Star Wars Interview Part 3: Return of the Power Grabbing in Politics
Madonna argues that in Star Wars the Jedi was less effective because they were “willing to delegate that [power] to the Republic… they did not get involved in the government to stop the concentrating of power, and it seemed like they knew [Palpatine] probably shouldn’t have that much power, up front. They didn’t do anything about it.” Palpatine’s grasp of power was actually somewhat legitimate because he “sort of went through and took power through the Galactic Senate.”
Why did this happen? The power was originally delegated in the Star Wars context because “a trade federation had issued a blockade against Nabu.” Madonna argues then that the Jedi’s were too hesitant to engage in the political process to really do anything about it: “I think the critique is that they could have stopped that power grab, by going through the Senate if they wanted to, by tipping off the Senators if they wanted to, and just raising some awareness.” Following that we get the unintended consequences of a Senator turned Chancellor turned dictator.
Ok, but this is all a science fiction opera – why would this political nonsense matter? Because this ascent to power is also reflected in the real world. After all, Hitler rose to power in a very similar sense – he was legitimately elected as chancellor with 33 percent of the vote (higher than any other party in the election).
In the U.S. context it ranges from bureaucratic delegation to a concentration of Presidential power. As Madonna explained, “Congress does this frequently, where they’ll create a board to decide whether or not they’ll close military bases, or, in the instance of the Affordable Care Act…whether or not employers had to provide birth control under the act and whether or not there could be a religious exemption.” The F.D.A. actually made that politically charged decision – not elected officials.
Madonna claims this concept also “parallels really nicely” with the autonomous presidency. Lately there has been contention from Republicans against Obama’s unilateral action on immigration reform, arguing he’s abusing his power. Historically we have seen numerous Presidents on both sides of the aisle, however, issuing large numbers of executive orders.
Finally an example of runaway power is evident between citizen-governmental relations. The kind we may not even know about: government surveillance. Post 9/11 we gave up certain powers of freedom to our government via the Patriot Act in return for increased security. But did we give these freedoms up realizing that we may not get them back? In a time of crisis we let the US government do what it had to do and now we are seeing the unintended consequences of that with increased surveillance and serious infringements on citizen privacy, particularly in phone records.
Despite all these examples, why are governments (and citizens) giving up reserved powers? Well, Madonna explains that in the United States its still relatively safe thanks to “the extreme separation of power system…It’s unlikely you’re ever going to see that sort of concentration.” He stated “Fast action is a benefit. The downside is that, once you give them those powers, it may be difficult to get those powers back.”

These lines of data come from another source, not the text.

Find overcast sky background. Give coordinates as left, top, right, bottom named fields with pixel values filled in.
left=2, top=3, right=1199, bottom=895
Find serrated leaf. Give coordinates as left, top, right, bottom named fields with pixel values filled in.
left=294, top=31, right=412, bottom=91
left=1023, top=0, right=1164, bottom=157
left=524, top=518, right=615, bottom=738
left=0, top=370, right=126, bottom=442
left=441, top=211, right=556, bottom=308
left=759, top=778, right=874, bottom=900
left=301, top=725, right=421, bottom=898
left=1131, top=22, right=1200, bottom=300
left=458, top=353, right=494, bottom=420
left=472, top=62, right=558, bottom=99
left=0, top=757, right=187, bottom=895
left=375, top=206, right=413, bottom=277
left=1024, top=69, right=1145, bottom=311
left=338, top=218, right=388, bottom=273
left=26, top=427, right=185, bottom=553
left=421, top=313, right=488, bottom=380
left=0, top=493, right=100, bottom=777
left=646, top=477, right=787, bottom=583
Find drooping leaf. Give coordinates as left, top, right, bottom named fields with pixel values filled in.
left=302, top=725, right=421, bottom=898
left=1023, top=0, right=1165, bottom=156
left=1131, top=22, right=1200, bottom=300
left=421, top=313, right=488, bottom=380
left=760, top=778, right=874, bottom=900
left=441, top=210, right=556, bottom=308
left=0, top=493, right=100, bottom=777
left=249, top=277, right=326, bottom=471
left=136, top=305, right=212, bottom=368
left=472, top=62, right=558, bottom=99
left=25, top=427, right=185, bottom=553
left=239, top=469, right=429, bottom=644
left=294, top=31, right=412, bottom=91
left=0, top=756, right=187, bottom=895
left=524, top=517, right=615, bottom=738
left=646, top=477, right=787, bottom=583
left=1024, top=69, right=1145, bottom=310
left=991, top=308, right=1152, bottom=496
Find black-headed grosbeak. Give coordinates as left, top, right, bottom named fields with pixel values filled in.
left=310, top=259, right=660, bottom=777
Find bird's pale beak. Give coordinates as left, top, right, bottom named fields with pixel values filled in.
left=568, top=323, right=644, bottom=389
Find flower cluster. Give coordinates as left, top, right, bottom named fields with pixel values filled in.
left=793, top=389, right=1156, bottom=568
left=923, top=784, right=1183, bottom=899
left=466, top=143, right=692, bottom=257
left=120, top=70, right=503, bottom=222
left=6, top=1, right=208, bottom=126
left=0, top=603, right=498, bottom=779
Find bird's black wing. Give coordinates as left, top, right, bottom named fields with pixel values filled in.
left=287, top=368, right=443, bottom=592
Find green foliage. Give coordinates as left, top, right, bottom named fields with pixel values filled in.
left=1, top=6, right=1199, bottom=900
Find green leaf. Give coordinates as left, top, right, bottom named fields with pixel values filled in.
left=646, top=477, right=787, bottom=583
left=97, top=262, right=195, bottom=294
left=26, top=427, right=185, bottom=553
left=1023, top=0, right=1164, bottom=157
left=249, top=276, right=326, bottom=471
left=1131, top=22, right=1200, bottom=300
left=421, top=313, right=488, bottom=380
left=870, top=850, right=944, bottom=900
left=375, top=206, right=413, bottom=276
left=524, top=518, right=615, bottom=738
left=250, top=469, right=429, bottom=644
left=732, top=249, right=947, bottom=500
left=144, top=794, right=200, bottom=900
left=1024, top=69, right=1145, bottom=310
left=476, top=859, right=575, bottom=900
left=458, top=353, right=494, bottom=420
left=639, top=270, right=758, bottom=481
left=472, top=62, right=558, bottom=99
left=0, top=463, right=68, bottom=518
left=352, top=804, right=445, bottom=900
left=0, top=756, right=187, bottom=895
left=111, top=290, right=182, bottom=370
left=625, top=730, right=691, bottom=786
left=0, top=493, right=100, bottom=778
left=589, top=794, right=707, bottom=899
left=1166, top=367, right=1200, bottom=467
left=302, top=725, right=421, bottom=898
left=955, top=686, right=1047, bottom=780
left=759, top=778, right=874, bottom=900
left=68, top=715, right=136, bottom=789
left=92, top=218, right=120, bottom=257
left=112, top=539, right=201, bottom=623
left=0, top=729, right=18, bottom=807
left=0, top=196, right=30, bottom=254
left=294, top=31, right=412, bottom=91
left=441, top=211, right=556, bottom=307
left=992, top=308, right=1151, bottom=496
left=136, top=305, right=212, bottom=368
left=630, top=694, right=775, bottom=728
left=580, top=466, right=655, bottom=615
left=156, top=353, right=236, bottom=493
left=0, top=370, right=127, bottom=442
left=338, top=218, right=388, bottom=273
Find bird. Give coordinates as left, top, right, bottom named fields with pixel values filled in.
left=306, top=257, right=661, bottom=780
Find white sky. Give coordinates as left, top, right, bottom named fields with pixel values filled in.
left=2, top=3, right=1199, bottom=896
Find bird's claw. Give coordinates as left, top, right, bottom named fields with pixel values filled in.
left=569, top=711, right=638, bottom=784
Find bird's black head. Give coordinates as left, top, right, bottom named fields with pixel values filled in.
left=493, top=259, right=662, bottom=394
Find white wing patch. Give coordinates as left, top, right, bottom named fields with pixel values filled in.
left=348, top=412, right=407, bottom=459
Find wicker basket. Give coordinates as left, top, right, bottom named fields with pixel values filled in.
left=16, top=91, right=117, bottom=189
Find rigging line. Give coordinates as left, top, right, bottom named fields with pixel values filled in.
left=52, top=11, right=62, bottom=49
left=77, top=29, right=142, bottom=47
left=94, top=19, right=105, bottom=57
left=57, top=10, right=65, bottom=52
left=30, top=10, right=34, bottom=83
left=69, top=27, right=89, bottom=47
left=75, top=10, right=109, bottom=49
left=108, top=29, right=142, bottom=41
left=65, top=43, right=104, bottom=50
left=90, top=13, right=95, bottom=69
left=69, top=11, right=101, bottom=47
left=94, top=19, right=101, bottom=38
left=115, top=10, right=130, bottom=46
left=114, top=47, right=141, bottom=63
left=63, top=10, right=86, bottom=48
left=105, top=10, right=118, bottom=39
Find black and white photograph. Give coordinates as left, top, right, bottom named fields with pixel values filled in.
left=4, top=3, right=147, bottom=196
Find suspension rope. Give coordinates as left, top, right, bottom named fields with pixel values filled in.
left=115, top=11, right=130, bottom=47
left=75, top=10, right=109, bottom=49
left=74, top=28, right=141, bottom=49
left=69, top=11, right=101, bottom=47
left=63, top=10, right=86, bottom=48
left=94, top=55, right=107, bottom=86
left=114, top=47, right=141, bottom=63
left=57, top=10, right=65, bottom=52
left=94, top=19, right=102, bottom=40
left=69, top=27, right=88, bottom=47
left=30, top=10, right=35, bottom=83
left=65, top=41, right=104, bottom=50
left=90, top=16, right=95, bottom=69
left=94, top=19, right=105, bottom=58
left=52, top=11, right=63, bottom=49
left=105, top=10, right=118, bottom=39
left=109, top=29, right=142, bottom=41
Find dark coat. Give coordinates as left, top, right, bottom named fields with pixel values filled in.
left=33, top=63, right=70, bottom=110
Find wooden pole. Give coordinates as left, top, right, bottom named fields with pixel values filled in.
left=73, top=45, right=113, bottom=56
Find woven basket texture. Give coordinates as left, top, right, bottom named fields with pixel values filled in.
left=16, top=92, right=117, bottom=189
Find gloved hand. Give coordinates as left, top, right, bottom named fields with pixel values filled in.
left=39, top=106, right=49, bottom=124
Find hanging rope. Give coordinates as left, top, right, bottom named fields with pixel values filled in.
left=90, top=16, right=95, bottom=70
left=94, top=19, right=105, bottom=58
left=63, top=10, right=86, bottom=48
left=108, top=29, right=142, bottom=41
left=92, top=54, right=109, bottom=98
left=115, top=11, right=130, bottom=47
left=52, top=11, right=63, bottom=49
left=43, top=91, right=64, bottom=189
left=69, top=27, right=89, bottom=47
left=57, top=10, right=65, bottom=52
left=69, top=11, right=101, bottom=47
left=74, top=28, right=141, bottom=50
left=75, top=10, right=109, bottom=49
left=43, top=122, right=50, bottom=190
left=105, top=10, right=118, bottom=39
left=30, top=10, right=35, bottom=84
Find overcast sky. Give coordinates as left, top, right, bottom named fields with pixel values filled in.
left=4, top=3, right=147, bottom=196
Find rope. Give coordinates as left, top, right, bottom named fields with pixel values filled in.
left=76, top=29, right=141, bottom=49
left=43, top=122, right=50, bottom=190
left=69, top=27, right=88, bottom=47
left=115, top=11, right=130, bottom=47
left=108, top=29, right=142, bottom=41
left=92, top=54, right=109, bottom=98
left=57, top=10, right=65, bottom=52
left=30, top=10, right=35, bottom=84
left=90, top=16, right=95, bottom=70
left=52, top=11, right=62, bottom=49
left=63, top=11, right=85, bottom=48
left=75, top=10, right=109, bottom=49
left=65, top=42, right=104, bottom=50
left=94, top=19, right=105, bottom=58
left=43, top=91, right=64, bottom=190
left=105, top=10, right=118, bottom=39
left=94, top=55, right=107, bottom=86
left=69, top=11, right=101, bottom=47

Madonna makes the “path dependency point” that “once you decide to enter into a decision… [its] very difficult to exit from that path.” We see it in Star Wars when Palpatine legitimately takes command but then never gives it back and we see it in the real world, when government agencies or officials are delegated authority that is never truly returned.
Governments should take a cue from Hollywood. The lack of faith in fake governments reflects the lack of faith in the United States’ very real democratic government. Authoritarian regimes without concern for social issues tend to lack the legitimacy needed to retain power. And finally, while we may need to occasionally let people (or Galactic Chancellors) have temporary powers, we also must be prepared for the unintended consequences and realize that these powers may never be returned.